Friday, September 18, 2020

The Enforcer Enigma (2020) G. L. Carriger (San Andreas Shifters)

The Enforcer EnigmaWhen Colin’s brother returned from college, to find him completely withdrawn, Kevin decided they would both join the new pack moving out to San Francisco where Colin could be himself without fear of retribution.

Judd has been a werewolf since before the Saturation. He may have been born free, but that did mean his life as a Black man–and a gay man–has been an easy one. Especially in a culture as homophobic as werewolf culture. But from the minute he laid eyes on Colin, Judd wanted him for his mate–even if he was certain he didn’t deserve such a beautiful young man.

What did I like about this story? I liked both Colin and Judd, as well as Trick (the shifter who works at the coffee shop) and Floyd, the old man who hangs out at the coffee shop.

Against the side wall sat dour old Floyd who liked to knit, and blessedly never tried to make small talk. (Colin supposed he could nick the man’s knitting needles and stab the selkie with them, only that’d get blood on the guy’s knitting, which was probably rude.)

What I found problematic was first and foremost, making any sense of the story line surrounding Trick. Why did the selkie mobsters know who he was if no one else did? How did they connect Trick to his family at all, if Trick was living unregistered?

Second, I really really wanted to learn more about Saturation and what on earth happened to the world, and Judd was old enough to have lived it. But we not only did we get nothing about this world changing event, Judd really didn’t feel like someone who was 150 years old.

And if this world is supposed to have paralleled ours, I’m not sure that spending time in Canada would have saved Judd from the racism of that century and a half off living. I’m not saying he should have been bitter or angry, just that he didn’t feel as aware of the world around him–and how he fit into it–as someone who would have had to watch his back for so long. Watched how he fit into the world and how other people saw him. And Judd as too self-aware a character for me to believe he didn’t know these things.

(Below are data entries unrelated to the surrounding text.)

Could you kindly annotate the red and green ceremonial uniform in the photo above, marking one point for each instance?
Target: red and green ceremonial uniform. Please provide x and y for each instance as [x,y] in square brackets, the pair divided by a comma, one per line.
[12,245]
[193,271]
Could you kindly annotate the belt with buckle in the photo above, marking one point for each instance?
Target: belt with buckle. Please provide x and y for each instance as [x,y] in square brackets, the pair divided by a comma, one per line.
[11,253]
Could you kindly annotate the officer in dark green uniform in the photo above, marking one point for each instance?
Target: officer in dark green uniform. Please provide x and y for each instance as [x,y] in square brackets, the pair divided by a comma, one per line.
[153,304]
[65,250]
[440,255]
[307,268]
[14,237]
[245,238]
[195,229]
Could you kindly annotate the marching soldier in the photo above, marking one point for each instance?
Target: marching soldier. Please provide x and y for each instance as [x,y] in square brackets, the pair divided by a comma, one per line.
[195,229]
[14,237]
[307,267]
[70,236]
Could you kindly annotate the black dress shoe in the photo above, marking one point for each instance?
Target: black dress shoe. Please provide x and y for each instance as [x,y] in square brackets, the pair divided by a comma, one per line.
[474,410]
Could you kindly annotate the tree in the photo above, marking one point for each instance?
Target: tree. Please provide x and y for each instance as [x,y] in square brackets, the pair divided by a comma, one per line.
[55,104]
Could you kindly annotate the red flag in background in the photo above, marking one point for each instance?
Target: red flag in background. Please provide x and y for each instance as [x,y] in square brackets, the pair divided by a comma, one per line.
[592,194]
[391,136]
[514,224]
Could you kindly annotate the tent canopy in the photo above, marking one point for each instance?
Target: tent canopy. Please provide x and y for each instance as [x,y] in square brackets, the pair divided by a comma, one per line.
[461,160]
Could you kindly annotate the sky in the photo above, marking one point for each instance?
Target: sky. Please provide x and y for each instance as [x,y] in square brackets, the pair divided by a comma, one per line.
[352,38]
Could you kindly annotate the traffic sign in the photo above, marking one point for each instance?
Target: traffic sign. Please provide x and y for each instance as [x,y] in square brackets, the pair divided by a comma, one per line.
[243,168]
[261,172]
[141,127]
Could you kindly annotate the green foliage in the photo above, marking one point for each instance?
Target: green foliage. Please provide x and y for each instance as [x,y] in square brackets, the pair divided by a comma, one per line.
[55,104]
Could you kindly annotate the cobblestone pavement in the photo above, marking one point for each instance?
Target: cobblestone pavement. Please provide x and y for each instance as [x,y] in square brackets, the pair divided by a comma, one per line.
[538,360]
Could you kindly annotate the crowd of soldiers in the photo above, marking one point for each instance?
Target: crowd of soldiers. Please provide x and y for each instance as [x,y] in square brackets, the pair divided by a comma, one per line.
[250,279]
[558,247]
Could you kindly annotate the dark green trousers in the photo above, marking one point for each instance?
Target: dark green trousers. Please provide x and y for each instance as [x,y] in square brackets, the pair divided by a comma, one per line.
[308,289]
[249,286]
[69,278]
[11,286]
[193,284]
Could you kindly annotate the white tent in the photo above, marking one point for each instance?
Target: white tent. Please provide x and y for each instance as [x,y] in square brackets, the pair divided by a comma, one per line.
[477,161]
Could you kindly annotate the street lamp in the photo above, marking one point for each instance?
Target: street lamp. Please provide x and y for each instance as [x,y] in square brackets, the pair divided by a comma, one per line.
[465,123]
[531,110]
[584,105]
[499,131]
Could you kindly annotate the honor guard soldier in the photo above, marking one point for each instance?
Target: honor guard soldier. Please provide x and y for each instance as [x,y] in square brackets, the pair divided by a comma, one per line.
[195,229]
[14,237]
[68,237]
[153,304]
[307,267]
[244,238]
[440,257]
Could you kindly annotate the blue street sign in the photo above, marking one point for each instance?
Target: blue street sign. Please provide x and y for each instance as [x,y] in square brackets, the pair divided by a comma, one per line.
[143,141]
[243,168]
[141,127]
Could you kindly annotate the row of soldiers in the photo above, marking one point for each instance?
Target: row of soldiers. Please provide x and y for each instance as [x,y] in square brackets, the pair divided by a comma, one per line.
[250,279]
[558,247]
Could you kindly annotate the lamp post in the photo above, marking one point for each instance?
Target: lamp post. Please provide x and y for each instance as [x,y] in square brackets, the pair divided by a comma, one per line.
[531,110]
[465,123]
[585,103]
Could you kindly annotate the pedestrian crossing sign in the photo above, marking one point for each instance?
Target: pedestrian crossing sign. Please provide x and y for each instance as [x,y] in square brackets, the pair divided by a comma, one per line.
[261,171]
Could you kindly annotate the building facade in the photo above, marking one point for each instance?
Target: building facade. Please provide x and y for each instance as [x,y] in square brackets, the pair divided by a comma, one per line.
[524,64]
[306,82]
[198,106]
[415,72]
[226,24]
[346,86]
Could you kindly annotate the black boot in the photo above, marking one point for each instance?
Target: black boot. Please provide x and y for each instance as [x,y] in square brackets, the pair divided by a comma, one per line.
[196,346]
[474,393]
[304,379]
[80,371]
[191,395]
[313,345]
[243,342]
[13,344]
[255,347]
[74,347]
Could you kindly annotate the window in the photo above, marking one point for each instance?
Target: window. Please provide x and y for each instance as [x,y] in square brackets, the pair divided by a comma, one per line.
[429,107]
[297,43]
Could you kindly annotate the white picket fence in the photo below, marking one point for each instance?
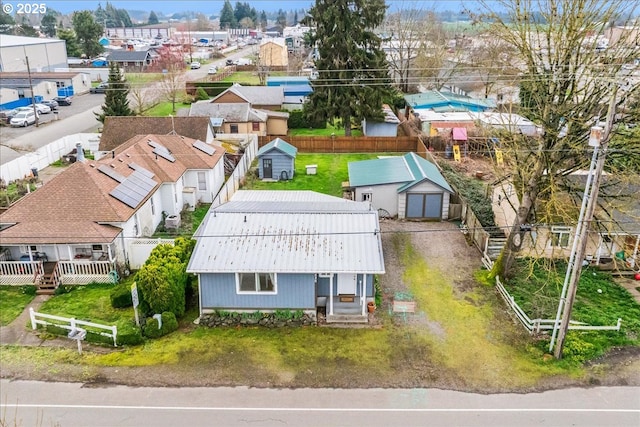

Perhaps that world wasn’t as racist as ours is, but if there was slavery, it seems unlikely Judd wouldn’t have dealt with overt racism. But instead we just get a brief passage about how he’s tired of dealing with how other people deal with racism. Which is important and I was delighted to see him telling people he wasn’t responsible for helping them unpack their own baggage.

He just didn’t read to me like someone who had spent most of his life being seen as a threat. And any man who is more than six feet tall and solid muscle is going to be perceived as a threat at many points in their life, all other characteristics being equal (which in this case they were not).

To be clear, I don’t think Judd should have been damaged by his past, or needed to deal with it. Only that he didn’t feel like the man he was described as being–someone who had been alive for 150 years and probably spent much of that time being either looked down upon or seen as a threat.

I didn’t need him to be broken in any way, I just needed him to feel not oblivious to how he fit into the world.

I feel like I’m explaining this terribly. I suppose the short of it goes back to my first statement, that Judd did not feel at all like a man who had lived through the kind of world he would have moved through for so long.

We had long chapters and paragraphs about how Colin saw himself as fitting into the world, and how he tried to make himself smaller, more invisible.

Colin wasn’t good at making people feel welcome, so he did the next best thing and provided quiet reassurance from afar.

It just felt weird that Judd would be completely lacking in any of that same awareness.